Why: cheaters can modify the client. If the client reports “I caught 100 legendaries,” the server should reject this without server-side validation.
Real-time location
Sample GPS every 1–3 seconds during gameplay. Push to server. Server maintains the player’s session state and broadcasts visible game events to the player based on their geolocation (s2 cell-based partitioning).
Spawn logic
Server determines what creatures spawn where, when, and to whom. Client receives a list of nearby spawns; renders them on the map. Spawn data is server-authoritative — clients cannot wish creatures into existence.
Battle protocol
For real-time battles between players:
- Both clients connect to the same game session server
- Inputs sent to server with sequence numbers and timestamps
- Server simulates the battle deterministically
- Outcomes broadcast back to both clients
- Clients render with prediction + correction (rollback netcode for fairness)
AR rendering
iOS: ARKit places the creature in the camera feed using world tracking. Android: ARCore equivalent.

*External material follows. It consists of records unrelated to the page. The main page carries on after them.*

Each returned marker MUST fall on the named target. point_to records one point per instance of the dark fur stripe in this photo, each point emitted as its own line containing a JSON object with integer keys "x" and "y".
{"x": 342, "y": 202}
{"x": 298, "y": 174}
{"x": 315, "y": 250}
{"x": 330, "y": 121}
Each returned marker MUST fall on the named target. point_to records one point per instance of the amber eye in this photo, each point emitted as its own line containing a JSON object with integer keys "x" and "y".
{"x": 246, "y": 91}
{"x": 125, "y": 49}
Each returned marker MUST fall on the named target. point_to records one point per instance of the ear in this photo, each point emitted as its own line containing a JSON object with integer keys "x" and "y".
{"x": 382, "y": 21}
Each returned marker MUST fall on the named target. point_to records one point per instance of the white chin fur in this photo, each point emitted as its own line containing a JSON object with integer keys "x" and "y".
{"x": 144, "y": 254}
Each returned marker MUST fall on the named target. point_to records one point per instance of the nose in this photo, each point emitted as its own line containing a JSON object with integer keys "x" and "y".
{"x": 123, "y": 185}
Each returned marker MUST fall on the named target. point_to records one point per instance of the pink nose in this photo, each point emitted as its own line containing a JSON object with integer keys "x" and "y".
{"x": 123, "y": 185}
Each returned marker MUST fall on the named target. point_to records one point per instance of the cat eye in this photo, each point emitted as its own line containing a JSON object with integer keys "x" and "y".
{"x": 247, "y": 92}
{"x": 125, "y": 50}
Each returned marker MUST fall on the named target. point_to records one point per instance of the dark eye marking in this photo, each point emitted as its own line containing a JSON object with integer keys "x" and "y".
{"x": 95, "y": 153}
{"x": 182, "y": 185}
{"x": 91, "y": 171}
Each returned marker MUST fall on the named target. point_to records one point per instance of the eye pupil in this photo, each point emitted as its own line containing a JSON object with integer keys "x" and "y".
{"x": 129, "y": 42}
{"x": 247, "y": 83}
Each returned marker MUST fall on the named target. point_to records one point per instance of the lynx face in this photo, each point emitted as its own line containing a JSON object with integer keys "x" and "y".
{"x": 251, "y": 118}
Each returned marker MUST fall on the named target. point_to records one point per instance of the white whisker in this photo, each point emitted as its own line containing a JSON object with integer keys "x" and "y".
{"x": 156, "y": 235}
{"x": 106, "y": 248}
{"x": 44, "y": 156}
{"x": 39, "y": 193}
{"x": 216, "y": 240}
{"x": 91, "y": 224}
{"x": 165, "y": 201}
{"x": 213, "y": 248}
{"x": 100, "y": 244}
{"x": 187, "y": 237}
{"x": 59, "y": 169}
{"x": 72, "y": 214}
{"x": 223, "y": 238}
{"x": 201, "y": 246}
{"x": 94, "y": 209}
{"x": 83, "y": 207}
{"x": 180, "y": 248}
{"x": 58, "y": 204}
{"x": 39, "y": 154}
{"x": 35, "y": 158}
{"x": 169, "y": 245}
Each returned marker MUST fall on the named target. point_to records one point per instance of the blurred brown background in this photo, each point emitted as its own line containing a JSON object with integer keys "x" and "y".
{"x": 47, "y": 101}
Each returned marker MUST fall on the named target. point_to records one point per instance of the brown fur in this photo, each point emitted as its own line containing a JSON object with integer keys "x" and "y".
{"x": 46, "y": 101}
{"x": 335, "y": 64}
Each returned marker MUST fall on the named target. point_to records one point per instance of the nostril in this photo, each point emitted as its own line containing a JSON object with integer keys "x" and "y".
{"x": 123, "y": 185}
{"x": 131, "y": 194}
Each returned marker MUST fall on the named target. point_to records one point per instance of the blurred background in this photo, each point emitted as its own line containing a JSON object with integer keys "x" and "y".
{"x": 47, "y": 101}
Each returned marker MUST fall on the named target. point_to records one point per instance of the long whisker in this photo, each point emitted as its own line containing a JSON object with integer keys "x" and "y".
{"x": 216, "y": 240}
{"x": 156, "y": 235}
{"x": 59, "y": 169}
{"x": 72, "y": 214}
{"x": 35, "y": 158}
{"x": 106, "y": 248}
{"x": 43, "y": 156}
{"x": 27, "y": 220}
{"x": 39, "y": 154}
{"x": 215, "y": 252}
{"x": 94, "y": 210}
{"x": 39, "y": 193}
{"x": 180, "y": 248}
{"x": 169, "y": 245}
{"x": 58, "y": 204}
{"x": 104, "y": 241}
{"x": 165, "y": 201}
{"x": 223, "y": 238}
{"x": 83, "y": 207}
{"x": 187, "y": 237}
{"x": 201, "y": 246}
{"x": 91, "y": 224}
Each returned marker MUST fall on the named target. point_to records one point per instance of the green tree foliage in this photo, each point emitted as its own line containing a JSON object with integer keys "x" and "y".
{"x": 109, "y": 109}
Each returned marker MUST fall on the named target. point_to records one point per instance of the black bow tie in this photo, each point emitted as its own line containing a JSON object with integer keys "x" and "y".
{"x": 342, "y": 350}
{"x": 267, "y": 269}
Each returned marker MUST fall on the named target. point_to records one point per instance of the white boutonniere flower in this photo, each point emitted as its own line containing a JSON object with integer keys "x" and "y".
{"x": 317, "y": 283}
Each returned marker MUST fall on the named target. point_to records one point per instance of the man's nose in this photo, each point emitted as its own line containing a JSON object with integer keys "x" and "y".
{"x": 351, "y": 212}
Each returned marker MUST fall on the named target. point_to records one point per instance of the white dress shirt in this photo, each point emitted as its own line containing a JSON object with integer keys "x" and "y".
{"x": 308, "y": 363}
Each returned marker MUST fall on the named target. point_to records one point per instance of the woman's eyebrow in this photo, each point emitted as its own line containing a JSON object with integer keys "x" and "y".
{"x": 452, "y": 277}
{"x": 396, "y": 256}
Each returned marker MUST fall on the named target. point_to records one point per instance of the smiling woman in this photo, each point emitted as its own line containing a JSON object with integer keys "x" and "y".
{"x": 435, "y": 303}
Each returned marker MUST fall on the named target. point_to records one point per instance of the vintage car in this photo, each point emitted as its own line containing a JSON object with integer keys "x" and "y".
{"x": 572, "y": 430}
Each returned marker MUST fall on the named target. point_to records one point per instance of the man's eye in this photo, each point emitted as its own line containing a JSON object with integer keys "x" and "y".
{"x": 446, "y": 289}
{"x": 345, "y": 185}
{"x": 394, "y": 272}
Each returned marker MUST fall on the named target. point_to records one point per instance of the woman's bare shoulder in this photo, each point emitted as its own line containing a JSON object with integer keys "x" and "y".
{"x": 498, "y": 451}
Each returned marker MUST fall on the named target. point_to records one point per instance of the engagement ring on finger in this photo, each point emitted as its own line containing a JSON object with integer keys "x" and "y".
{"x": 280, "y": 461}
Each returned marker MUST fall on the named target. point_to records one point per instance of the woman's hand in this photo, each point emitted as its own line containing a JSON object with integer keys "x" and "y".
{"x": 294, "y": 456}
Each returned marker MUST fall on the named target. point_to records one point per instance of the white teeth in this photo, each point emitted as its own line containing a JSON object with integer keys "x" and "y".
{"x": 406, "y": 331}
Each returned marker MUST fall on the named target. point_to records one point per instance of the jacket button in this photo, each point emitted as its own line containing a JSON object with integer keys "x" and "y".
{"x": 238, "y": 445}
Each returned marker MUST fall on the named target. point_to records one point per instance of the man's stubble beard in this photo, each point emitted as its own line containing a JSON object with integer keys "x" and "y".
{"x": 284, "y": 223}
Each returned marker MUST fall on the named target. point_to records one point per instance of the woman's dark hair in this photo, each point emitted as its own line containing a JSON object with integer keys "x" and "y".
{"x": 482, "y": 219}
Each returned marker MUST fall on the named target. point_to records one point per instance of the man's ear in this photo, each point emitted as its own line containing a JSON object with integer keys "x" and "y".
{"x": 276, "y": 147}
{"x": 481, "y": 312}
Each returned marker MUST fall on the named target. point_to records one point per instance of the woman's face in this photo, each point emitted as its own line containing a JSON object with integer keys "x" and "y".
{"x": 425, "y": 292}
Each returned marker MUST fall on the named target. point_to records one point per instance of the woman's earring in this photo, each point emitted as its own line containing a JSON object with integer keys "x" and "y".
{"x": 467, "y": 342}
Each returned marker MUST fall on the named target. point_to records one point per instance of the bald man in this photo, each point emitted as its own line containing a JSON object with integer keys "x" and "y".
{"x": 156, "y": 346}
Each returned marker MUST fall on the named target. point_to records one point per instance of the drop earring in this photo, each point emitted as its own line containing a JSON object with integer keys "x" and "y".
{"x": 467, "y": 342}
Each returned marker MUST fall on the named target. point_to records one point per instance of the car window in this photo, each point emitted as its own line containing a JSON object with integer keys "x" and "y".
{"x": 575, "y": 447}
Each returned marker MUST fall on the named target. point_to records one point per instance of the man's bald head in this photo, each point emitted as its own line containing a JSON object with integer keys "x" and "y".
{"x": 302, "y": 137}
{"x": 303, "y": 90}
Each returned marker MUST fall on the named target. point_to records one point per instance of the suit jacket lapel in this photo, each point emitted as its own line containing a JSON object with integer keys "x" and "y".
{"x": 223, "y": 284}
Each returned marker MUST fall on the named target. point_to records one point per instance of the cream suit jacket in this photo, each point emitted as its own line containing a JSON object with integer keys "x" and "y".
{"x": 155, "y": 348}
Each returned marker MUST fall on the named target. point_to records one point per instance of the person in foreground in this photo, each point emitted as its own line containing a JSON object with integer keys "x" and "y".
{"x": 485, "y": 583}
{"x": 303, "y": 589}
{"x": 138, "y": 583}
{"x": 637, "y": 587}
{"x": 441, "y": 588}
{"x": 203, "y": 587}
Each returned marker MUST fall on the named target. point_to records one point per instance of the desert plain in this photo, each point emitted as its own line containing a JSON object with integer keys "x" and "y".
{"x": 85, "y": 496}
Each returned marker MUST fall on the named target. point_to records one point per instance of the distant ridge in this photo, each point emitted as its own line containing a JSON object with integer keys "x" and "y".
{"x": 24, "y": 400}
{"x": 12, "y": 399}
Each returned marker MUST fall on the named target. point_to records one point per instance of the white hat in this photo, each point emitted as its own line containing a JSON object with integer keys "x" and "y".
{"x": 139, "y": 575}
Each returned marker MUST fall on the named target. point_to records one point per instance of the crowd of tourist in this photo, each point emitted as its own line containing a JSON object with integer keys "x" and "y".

For lower-end devices, fall back to a 2D overlay over the camera feed without full 3D world tracking.
Anti-cheat
- Server-authoritative everything important
- Detect impossible movement (teleporting, flying speeds)
- Detect spoofed locations (mock GPS detection on Android, jailbreak detection on iOS)
- Behavioral analytics on the backend (catch rates, walking speeds, distance traveled)
- Shadow ban or warn for first offenses; full ban for repeated
Battery
- GPS at moderate accuracy when stationary; high accuracy only when moving
- Camera for AR is the biggest battery hog — disable when not actively encountering
- Disconnect from session server when game minimized for >30 seconds
Persistence
Player state in a sharded database (DynamoDB, Spanner, or sharded MySQL). Inventory, achievements, friends. Hot-state cached in Redis for low-latency reads during gameplay.
Frequently Asked Questions
How do you handle a player who loses connection mid-battle?
Pause the battle for ~30 seconds awaiting reconnect. If reconnect fails, AI takes over the player’s side or the battle is forfeit (depending on game design). Server logs are authoritative.
Why is Pokemon Go server load spiky?
Special events (Community Day) concentrate millions of players in narrow time windows. Capacity must be 10–20x baseline, and the architecture must shard across regions to handle it.
How do you detect GPS spoofing?
Inconsistent location/sensor readings (GPS says you are walking but accelerometer says you are stationary), impossible velocities, or location-modification API detection.